My main focus of the week was shadowing junior doctors in the Urology department. As unglamorous a department as this might seem, I found the experience invaluable, and was so interested in what the doctors could find from examinations. Having learnt about the renal system in school, the doctor I was following told me about each case before we entered the room and I was able to apply some of my own learning to the situation at hand. Cases of bladder stones, kidney rupture and nephrostomies were a few examples of the possibly hundreds of cases I saw in that week: the most exciting times came when you went down to the emergency department, where the atmosphere changed to one of tension and excitement and I got my first glimpses of emergency medicine.

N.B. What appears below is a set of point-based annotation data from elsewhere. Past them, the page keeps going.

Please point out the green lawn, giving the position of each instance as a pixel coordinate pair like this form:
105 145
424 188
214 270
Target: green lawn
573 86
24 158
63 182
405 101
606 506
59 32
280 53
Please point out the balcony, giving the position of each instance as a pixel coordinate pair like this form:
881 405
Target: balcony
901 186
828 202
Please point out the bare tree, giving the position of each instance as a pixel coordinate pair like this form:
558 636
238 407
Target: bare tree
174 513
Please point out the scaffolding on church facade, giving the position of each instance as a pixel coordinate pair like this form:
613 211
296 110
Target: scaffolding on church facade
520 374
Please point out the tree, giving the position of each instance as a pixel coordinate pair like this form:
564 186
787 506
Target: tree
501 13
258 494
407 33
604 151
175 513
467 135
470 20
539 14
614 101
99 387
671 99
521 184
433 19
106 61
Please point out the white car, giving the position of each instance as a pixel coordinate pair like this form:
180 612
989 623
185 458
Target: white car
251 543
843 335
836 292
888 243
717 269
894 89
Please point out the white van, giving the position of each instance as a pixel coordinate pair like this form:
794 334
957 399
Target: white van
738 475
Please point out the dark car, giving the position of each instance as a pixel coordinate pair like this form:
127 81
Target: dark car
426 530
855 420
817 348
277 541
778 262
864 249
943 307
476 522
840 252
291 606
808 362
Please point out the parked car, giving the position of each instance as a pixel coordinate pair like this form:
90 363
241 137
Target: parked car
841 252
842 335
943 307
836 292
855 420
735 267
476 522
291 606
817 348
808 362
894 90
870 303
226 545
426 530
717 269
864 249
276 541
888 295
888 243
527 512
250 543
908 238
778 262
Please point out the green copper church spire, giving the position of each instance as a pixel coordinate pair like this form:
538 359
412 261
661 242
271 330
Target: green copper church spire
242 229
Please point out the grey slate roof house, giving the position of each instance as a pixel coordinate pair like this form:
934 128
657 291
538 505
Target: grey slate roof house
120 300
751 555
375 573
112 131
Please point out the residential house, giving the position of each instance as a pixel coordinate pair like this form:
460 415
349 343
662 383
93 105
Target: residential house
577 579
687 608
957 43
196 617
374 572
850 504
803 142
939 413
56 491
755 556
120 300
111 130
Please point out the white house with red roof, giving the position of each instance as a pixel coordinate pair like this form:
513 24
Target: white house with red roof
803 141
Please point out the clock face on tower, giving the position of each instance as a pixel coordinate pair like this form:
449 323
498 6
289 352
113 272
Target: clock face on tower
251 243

I actually got the opportunity to visit the fabled labs in the end, but by the time i got there, had a tour and explored some of the science involved in blood transfusions and haematology, I was engaged by the scientific aspect, but I couldn’t hide from the fact that I missed being with the patients, talking to them and seeing the doctors help them through their injuries and illnesses with one-to-one cooperation:
Medicine is the perfect marriage between the science that fascinates me, and the interaction with people which I love. I’m about to start my next hospital work experience placement, not to mention my GapMedics placement in Morogoro coming up this summer, and honestly, I can’t wait to get back on the wards.
So it goes to show, people change: although I had never intended to shadow a doctor, or to see any patients, this was now all I wanted to do: This is where I want to be.